I like everything about this premium upgrade to what is probably my favourite games console, even though part of me is disappointed not to have heard any hint of a new machine from Nintendo.

Related: New Nintendo Switch model announced for October

But then, we don’t actually need something new. The past four years have proved that the Switch’s lack of power next to the wildly expensive PlayStation 5 and Xbox Series X is no impediment to its success; Nintendo has sold nearly 90m of these things already, more than the PlayStation 3 sold in its lifetime (and much, much more than Nintendo’s previous console, the Wii U), and the library of excellent games continues to grow. It’s the Switch’s ease of use, for players and developers, that is its secret sauce. Until game developers’ creativity is impeded by the Switch’s ageing tech, it doesn’t need to be more powerful.
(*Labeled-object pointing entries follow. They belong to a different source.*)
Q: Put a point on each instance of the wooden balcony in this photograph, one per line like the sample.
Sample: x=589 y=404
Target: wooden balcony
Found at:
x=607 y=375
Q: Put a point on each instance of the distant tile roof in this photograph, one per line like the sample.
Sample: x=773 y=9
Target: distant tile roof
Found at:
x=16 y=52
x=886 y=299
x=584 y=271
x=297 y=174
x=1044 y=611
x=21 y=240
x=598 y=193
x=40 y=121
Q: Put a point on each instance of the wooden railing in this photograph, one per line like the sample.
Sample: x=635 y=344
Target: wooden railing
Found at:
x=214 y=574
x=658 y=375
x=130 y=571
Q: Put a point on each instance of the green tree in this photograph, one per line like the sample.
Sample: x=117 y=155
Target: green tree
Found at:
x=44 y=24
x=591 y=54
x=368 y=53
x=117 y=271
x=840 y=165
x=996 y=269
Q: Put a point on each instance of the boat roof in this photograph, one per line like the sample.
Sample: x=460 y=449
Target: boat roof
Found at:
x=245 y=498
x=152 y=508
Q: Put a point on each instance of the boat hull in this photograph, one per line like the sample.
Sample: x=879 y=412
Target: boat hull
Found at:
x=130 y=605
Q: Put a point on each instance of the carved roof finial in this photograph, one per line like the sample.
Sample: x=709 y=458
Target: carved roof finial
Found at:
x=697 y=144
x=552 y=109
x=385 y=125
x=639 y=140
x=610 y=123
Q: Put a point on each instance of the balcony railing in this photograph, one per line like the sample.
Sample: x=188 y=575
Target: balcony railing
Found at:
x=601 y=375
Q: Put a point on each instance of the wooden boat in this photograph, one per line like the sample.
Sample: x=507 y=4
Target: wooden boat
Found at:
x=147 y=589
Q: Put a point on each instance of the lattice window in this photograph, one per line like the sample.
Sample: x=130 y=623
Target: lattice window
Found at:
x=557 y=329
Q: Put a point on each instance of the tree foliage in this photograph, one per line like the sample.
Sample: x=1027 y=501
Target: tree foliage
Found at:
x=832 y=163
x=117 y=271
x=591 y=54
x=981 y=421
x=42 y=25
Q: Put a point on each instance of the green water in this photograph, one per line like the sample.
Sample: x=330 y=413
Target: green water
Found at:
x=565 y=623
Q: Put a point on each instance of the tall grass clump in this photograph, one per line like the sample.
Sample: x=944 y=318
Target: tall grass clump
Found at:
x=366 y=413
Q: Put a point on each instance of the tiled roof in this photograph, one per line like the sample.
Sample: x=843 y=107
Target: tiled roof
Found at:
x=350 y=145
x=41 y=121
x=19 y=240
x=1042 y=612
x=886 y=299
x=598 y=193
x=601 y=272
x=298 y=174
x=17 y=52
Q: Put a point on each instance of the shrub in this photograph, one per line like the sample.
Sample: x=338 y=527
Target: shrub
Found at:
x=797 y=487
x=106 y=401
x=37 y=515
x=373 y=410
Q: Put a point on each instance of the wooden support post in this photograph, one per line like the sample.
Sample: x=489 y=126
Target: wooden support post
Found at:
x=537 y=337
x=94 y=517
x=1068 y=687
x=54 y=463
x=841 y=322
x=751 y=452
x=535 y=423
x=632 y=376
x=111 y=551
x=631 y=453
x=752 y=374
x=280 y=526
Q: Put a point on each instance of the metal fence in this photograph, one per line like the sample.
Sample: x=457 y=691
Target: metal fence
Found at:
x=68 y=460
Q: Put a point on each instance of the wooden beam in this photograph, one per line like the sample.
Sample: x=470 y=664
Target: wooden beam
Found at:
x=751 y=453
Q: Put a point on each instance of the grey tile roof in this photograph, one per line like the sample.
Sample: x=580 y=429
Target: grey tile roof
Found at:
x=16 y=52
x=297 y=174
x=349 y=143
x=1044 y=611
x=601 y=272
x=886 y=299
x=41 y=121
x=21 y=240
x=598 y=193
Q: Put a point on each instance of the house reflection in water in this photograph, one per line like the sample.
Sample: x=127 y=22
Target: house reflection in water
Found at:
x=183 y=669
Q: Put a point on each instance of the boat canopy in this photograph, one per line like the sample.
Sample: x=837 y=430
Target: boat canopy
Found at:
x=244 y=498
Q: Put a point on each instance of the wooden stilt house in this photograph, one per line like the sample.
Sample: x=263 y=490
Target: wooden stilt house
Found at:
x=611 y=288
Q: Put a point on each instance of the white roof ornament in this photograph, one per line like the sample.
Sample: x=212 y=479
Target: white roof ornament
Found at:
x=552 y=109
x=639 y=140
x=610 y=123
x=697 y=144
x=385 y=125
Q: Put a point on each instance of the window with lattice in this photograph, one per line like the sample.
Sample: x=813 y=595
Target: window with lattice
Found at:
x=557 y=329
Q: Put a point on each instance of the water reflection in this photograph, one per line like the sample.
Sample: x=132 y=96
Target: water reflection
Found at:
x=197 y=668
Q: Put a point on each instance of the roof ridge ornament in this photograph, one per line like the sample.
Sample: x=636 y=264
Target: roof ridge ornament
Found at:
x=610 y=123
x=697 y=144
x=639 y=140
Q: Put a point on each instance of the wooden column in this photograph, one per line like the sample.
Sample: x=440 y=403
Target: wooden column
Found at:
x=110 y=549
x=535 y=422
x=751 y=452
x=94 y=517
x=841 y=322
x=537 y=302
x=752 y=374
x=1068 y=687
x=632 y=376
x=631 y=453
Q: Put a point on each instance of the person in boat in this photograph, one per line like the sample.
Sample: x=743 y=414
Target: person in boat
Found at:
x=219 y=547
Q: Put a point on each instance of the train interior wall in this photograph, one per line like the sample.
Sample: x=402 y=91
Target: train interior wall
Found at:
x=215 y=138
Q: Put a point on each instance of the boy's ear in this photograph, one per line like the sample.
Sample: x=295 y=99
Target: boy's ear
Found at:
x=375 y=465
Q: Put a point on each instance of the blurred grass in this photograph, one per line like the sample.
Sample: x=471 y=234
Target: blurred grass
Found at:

There’s no real need to buy a new OLED Switch if you’re happy with the one you’ve got. You don’t need it to play new games. But you might very well want it, because it’s gorgeous, and perhaps most of your gaming hours are now spent looking at the Switch’s screen rather than a TV. At more than £300, it’s an expensive luxury for people who already own a Switch (even if you sell your old one to offset the cost), but a no-brainer for anyone who’s been waiting until now to try out one of Nintendo’s cleverest and most popular consoles.